A falta de isolamento dos infectados causa surtos que não podem ser controlados pela implementação de medidas direcionadas. A orientação da Organização Mundial da Saúde (OMS) é encontrar os casos, isolar, testar e rastrear.

“Para rastrear um contato, você precisa do diagnóstico da pessoa. Quanto mais tivermos disponível o teste RT-PCR, mais vamos rastrear os casos secundários. Se ficarmos na ignorância de dados, não teremos sucesso. Precisamos detectar pessoas com ou sem sintomas do coronavírus”, alerta a infectologista Rosana Richtmann. Segundo ela, além do teste, é importante saber três coisas com relação à transmissão: há quanto tempo a pessoa foi exposta ao vírus, em que ambiente ocorreu essa exposição e se houve ou não distanciamento. “Com essas três coisas já conseguimos fazer o rastreamento”, diz.

Nota do Conselho Nacional de Secretários de Saúde (Conass)

O Conass alertou o Ministério da Saúde sobre os problemas de falta de materiais para a coleta e de insumos para a amplificação das amostras para o exame PCR por diversas vezes durante a pandemia, o que afetou a quantidade de exames realizados. O Conselho não tinha informações sobre o volume de testes nos estoques do ministério.

Para realização do exame de PCR é preciso disponibilidade do material de coleta (como tubos e swabs, espécies de bastões usados para coletar mostras da secreção nasal), insumos para a extração do material genético e, por fim, insumos para amplificação. São etapas interligadas e interdependentes. Os insumos de amplificação somente podem ser usados na segunda fase do teste, depois que a extração do material genético foi concluída.

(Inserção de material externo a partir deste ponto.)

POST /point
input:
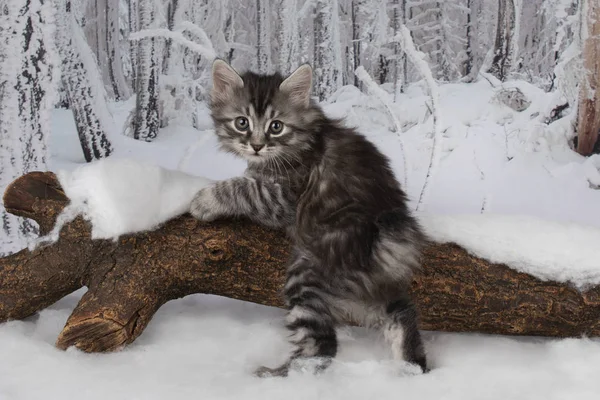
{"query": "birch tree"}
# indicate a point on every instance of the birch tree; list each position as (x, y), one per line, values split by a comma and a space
(83, 82)
(588, 124)
(503, 47)
(289, 51)
(400, 71)
(146, 121)
(113, 50)
(263, 36)
(328, 56)
(132, 17)
(357, 35)
(28, 70)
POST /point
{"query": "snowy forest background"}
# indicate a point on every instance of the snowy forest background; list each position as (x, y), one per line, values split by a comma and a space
(85, 55)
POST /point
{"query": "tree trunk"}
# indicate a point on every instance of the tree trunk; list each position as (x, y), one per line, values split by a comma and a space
(263, 36)
(469, 44)
(356, 37)
(101, 44)
(588, 126)
(147, 120)
(289, 55)
(129, 279)
(133, 16)
(113, 49)
(84, 88)
(503, 51)
(400, 63)
(26, 90)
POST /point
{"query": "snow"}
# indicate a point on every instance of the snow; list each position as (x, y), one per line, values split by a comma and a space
(120, 196)
(206, 347)
(507, 187)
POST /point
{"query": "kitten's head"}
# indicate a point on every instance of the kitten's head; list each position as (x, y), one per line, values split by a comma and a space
(264, 118)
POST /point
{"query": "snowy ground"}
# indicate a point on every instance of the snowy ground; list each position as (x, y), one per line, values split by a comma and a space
(502, 173)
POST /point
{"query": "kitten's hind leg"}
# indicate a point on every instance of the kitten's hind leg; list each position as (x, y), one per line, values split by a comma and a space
(400, 329)
(309, 320)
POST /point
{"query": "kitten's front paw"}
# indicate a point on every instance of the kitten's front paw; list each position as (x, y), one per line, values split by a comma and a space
(204, 207)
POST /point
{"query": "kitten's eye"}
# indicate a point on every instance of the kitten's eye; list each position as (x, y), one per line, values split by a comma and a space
(241, 124)
(276, 127)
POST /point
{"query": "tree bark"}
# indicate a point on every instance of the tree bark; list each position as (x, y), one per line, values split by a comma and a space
(588, 126)
(84, 88)
(113, 49)
(503, 47)
(147, 119)
(128, 280)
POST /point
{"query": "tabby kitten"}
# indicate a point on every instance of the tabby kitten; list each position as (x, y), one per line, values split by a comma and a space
(355, 244)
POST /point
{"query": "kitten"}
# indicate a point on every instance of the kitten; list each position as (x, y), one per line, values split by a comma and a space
(355, 244)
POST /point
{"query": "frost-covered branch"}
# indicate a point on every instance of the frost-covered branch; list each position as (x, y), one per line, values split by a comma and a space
(372, 87)
(418, 60)
(205, 50)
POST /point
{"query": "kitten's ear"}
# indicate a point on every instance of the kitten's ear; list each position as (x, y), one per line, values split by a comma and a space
(299, 85)
(225, 81)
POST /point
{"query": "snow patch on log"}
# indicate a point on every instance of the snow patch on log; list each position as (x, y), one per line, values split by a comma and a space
(120, 196)
(548, 250)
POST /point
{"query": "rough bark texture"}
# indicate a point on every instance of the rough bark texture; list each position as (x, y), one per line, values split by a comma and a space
(130, 279)
(503, 51)
(588, 126)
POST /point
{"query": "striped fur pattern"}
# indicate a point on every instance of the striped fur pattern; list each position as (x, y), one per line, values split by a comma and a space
(355, 243)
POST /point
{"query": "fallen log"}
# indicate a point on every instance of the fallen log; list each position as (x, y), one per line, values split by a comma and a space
(129, 279)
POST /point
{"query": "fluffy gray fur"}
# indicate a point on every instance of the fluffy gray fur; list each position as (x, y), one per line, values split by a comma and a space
(356, 244)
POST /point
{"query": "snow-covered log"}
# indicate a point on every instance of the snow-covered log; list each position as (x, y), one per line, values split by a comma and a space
(588, 127)
(147, 120)
(28, 70)
(129, 279)
(85, 88)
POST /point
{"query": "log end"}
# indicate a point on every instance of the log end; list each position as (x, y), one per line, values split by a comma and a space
(95, 335)
(36, 195)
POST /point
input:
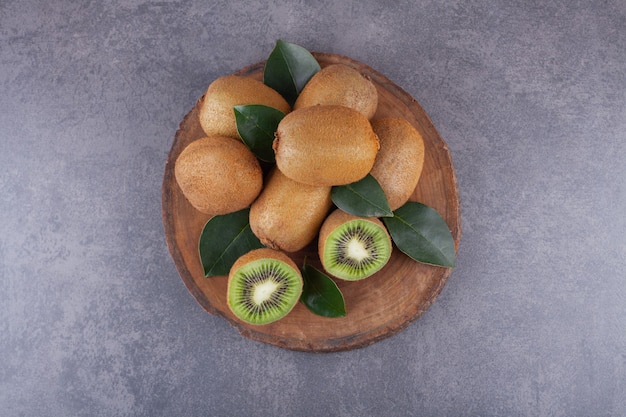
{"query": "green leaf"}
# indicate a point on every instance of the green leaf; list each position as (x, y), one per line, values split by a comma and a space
(421, 233)
(320, 294)
(364, 198)
(224, 239)
(256, 125)
(288, 68)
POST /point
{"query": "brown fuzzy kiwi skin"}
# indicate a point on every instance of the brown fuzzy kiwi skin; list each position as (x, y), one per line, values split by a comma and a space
(254, 255)
(325, 145)
(335, 219)
(218, 175)
(287, 214)
(216, 114)
(399, 161)
(342, 85)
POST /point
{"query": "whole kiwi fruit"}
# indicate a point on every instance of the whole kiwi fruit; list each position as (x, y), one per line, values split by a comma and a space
(399, 161)
(325, 145)
(288, 214)
(263, 286)
(218, 174)
(216, 114)
(342, 85)
(351, 247)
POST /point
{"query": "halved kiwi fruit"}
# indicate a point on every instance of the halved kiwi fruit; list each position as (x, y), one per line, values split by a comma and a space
(353, 248)
(263, 286)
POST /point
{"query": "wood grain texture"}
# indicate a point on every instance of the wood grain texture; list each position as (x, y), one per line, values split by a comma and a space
(377, 307)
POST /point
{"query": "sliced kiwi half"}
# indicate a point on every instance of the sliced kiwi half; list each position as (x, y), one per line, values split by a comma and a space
(353, 248)
(263, 286)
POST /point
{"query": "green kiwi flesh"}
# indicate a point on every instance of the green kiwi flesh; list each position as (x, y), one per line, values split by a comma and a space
(264, 290)
(356, 249)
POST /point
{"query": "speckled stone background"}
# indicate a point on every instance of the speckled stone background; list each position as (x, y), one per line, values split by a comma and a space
(531, 99)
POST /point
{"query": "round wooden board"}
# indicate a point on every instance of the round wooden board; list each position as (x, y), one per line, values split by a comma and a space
(377, 307)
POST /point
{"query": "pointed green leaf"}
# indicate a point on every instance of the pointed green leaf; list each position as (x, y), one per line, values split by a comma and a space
(421, 233)
(224, 239)
(320, 294)
(364, 198)
(256, 125)
(288, 68)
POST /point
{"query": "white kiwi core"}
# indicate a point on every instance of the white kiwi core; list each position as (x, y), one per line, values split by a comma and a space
(263, 291)
(357, 250)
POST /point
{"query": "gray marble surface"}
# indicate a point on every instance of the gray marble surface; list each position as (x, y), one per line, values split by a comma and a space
(95, 320)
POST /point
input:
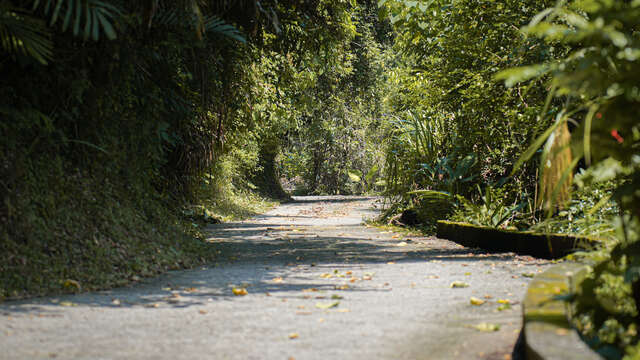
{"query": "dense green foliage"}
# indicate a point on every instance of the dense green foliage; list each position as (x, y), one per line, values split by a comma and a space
(469, 144)
(124, 123)
(457, 126)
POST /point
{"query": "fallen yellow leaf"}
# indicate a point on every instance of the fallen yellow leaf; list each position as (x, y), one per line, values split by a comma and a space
(476, 301)
(239, 291)
(327, 305)
(459, 284)
(488, 327)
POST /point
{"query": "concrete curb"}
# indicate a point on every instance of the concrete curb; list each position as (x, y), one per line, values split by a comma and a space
(546, 331)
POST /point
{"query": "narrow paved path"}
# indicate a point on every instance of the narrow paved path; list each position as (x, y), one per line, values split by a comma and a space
(320, 285)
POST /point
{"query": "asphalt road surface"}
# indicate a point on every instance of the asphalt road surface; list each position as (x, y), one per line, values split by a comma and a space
(307, 280)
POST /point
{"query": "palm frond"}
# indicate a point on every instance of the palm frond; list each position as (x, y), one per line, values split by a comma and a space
(217, 26)
(87, 18)
(21, 33)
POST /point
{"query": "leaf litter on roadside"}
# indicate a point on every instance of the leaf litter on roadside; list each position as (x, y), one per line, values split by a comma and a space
(486, 327)
(325, 306)
(458, 284)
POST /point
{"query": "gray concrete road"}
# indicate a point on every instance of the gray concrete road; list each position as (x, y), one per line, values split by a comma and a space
(319, 285)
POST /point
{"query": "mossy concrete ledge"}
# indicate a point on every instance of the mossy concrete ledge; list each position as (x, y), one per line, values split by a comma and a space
(546, 331)
(547, 246)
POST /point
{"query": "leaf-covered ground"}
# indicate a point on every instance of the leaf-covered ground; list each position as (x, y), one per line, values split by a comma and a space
(304, 281)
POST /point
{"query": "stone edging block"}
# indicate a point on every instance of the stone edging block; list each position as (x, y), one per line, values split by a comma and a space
(546, 331)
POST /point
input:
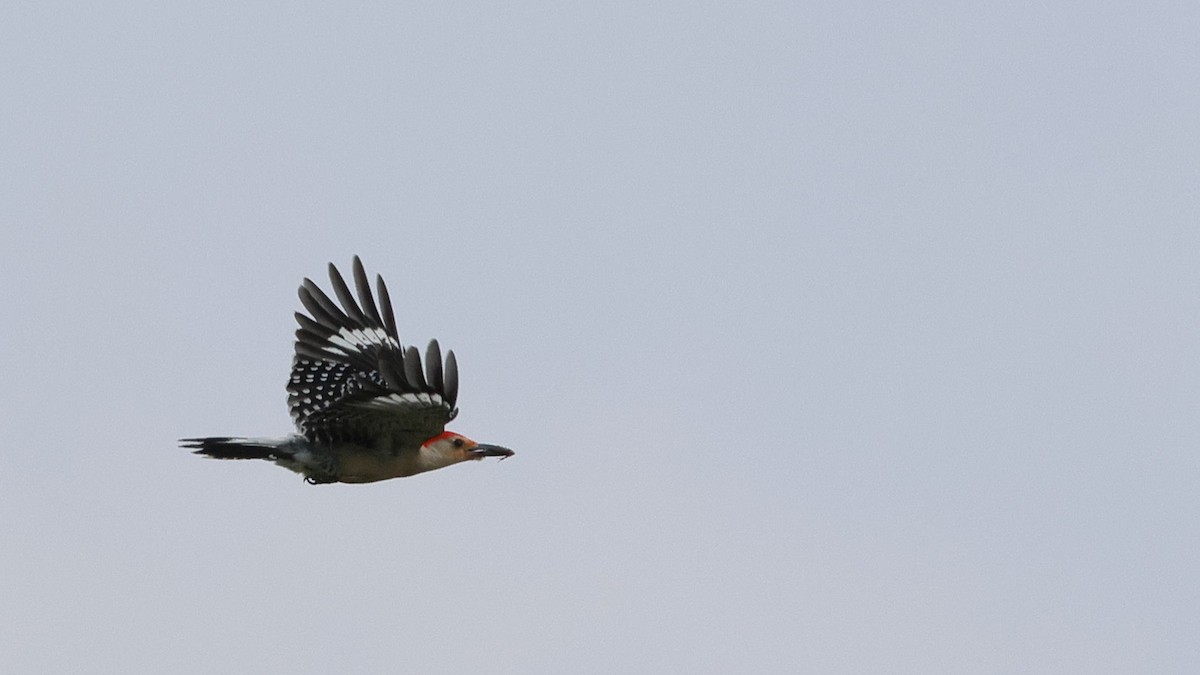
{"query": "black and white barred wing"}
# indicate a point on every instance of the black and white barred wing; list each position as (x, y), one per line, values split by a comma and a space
(352, 380)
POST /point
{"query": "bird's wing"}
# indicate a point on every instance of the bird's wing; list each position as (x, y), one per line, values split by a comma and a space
(352, 380)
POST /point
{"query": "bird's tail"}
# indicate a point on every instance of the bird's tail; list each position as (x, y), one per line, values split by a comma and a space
(228, 447)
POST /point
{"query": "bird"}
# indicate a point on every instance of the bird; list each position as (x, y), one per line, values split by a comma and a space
(364, 407)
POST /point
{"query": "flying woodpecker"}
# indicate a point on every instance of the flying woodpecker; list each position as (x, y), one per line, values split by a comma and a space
(360, 400)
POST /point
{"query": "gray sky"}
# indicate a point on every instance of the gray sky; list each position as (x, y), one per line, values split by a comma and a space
(839, 338)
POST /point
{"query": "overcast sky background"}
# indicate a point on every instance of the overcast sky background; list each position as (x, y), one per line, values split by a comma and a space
(833, 338)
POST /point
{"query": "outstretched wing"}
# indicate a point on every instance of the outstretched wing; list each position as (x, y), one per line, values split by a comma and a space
(353, 381)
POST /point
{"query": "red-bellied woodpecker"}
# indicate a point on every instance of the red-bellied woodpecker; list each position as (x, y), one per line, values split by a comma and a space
(364, 407)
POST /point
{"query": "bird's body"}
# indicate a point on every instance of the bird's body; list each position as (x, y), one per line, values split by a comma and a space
(365, 407)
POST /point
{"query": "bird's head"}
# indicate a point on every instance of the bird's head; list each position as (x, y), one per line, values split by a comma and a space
(451, 448)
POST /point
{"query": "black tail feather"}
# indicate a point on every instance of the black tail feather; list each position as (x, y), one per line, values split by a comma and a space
(226, 447)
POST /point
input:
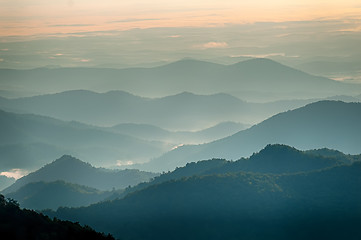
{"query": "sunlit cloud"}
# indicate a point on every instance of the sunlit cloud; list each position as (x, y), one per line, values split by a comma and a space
(174, 36)
(124, 163)
(129, 20)
(15, 173)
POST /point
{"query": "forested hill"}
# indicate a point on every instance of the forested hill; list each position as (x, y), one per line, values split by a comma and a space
(323, 203)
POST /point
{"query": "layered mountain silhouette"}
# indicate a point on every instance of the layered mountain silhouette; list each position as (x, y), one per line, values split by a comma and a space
(72, 170)
(5, 182)
(273, 159)
(320, 199)
(181, 112)
(331, 124)
(51, 195)
(17, 223)
(29, 141)
(256, 75)
(150, 132)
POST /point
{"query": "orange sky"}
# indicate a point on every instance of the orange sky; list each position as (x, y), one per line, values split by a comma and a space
(44, 17)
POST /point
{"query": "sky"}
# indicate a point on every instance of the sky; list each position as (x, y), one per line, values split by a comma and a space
(133, 33)
(44, 17)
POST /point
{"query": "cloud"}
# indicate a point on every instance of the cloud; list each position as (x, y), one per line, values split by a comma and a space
(261, 55)
(174, 36)
(72, 25)
(214, 45)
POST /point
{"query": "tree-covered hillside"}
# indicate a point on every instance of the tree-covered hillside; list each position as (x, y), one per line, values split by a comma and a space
(319, 203)
(19, 224)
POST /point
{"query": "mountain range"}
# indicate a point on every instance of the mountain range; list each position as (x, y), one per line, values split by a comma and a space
(331, 124)
(5, 182)
(252, 78)
(212, 201)
(17, 223)
(181, 112)
(52, 195)
(29, 141)
(75, 171)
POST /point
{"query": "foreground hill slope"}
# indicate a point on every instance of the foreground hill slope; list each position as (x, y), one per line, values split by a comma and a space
(51, 195)
(273, 159)
(28, 141)
(330, 124)
(310, 205)
(72, 170)
(256, 75)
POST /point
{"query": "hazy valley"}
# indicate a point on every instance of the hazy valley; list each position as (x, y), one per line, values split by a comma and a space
(193, 160)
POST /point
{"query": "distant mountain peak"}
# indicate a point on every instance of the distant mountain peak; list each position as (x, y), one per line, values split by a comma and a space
(68, 161)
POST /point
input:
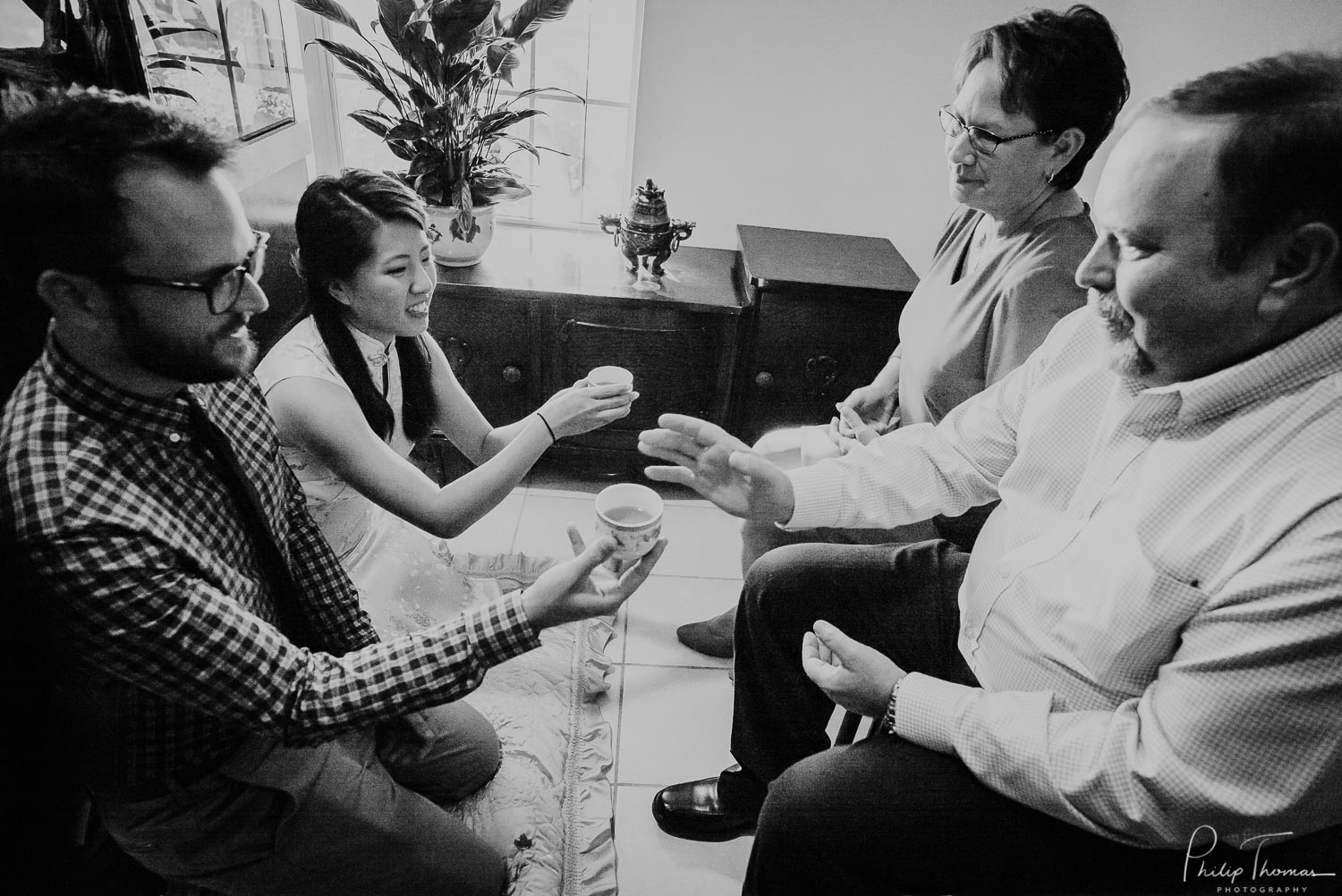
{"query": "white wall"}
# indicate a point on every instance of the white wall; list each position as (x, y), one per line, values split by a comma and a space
(821, 115)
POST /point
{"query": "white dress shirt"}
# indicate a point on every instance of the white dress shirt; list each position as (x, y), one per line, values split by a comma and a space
(1154, 611)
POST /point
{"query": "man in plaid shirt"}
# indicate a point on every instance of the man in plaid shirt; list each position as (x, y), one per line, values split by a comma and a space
(1134, 681)
(241, 729)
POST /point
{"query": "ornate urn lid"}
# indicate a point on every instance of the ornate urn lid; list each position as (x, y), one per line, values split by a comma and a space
(647, 208)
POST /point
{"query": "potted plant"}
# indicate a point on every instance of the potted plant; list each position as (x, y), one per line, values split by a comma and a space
(442, 106)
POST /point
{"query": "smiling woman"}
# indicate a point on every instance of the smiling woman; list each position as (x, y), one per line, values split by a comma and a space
(352, 386)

Os insumos para a segunda parte do teste, de amplificação, estavam de fato disponíveis. Mas eles não podiam ser usados sem que a extração tivesse sido realizada. Ao longo dos últimos meses, o Conass alertou para o problema. Passamos boa parte da pandemia com dificuldade para aquisição de insumos de coleta. O repasse desse material para Estados só ocorreu a partir de agosto. Os insumos para extração do material genético viral e equipamentos desta etapa, por sua vez, somente foram repassados a partir de setembro. No caso dos equipamentos, apenas 10 Lacens foram contemplados.

Os entraves ainda não estão resolvidos. O contrato que permitia o fornecimento de insumos e equipamentos necessários para automatizar e agilizar a primeira fase do processamento das amostras foi cancelado pelo Ministério da Saúde. Há o compromisso da pasta de manter o abastecimento durante o período de 3 meses, contados a partir do cancelamento. É fundamental, porém, que uma nova contratação seja feita e a distribuição dos insumos seja retomada em tempo hábil. Temos preocupação sobre essa disponibilidade e estamos acompanhando a situação.